On this page |
Overview ¶
Schedulers are one of the main types of node in a PDG graph. The purpose of a scheduler node is to execute ready work items that are submitted to the scheduler node by PDG.
In addition the scheduler must report status changes and ensure that the jobs are able to communicate back to PDG when necessary. By default the jobs will use the supporting python module pdgjson
to do this communication via XMLRPC, and the scheduler is responsible for ensuring that the XMLRPC server is running. Note that this mechanism could be replaced by a custom scheduler if required.
Scheduler Callbacks ¶
Each scheduler node has several callbacks that can be implemented to control how it operates. When writing a scheduler node the only callback you're required to implement is onSchedule
, since that hook is responsible for actually executing the ready work items. If the work items are marked as begin in process, they will not reach the scheduler and will instead be handled by PDG’s internal scheduler. The other callbacks are optional and are only needed to further customize the behavior of the node.
Warning
The only callback that can safely write work item attributes is onSchedule
. If you want to add attributes to a work item in the onTick
callback, you need to use the pdg.WorkItem.lockAttributes in order to safely modify the work item.
Additionally, your scheduler node should only keep references to work items that are actively running. Once your scheduler notifies PDG that a work item has succeeded or failed, it should no longer hold a reference to that work item.
The full scheduler node API is described in pdg.Scheduler.
applicationBin(self, name, work_item)
→ str
This callback is used when a node is creating a command that uses an application that can be parameterized by the scheduler. For example there may be UI to control which 'python' application should be used for python-based jobs.
Custom scheduler bindings can use their own application 'names' to work with custom nodes.
At minimum 'hython' and 'python' should be supported.
onSchedule(self, work_item)
→ pdg.scheduleResult
This callback is evaluated when the given pdg.WorkItem is ready to be executed. The scheduler should create the necessary job spec for their farm scheduler and submit it if possible.

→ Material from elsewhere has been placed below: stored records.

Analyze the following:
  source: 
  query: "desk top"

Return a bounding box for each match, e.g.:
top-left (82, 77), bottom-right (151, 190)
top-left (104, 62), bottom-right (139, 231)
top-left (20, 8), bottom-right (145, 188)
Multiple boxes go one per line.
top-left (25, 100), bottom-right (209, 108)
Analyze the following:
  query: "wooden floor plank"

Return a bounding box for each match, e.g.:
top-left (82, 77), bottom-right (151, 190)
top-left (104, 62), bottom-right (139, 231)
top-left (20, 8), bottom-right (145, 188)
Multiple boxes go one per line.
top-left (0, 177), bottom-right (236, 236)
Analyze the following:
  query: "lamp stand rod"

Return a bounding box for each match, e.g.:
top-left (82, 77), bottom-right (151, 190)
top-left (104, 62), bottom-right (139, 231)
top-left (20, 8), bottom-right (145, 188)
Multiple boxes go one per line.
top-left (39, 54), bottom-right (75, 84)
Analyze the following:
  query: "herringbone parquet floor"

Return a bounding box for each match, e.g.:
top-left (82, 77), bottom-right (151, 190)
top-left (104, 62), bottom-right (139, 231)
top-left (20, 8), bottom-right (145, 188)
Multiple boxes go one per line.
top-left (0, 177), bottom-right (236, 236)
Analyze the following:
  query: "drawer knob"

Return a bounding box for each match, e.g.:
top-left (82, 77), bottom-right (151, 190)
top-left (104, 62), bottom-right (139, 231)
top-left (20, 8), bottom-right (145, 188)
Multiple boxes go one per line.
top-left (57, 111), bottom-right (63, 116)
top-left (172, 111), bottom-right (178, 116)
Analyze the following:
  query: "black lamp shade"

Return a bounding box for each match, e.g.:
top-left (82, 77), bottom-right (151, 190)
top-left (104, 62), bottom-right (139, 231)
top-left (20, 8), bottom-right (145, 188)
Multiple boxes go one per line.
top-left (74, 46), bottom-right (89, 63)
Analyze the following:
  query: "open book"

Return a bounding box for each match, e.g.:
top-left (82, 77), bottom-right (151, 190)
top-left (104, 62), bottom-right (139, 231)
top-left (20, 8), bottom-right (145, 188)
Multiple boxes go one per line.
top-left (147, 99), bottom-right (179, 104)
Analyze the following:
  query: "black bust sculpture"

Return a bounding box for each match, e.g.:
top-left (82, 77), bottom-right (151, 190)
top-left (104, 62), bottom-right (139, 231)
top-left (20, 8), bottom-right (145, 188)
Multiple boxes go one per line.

If it doesn’t have enough resources to execute the work item, it should return Deferred or FullDeferred, which tells PDG that the scheduler can’t accommodate the work item, and it should check back later.
Otherwise it should return Succeeded to indicate that the work item has been accepted.
The other return values are used when a work item for some reason is handled immediately. This is not generally recommended because it will force work items to execute in series.
For example, Local Scheduler will return FullDeferred if it determines that all available 'slots' on the local machine are in use. On the other hand it will return Deferred if there are slots available but not enough for this particular work item. If there are enough slots, it will deduct the slots required, spawn a subprocess for the work item, and then add the work item to a private queue of running items to be tracked.
Note that the frequency that this callback is called is controlled by the pdg node parameter pdg_maxitems
and pdg_tickperiod
(See onTick
below).
onTick(self)
→ pdg.tickResult
This callback is called periodically when the graph is cooking. The callback is generally used to check the state of running work items. This is also the only safe place to cancel an ongoing cook.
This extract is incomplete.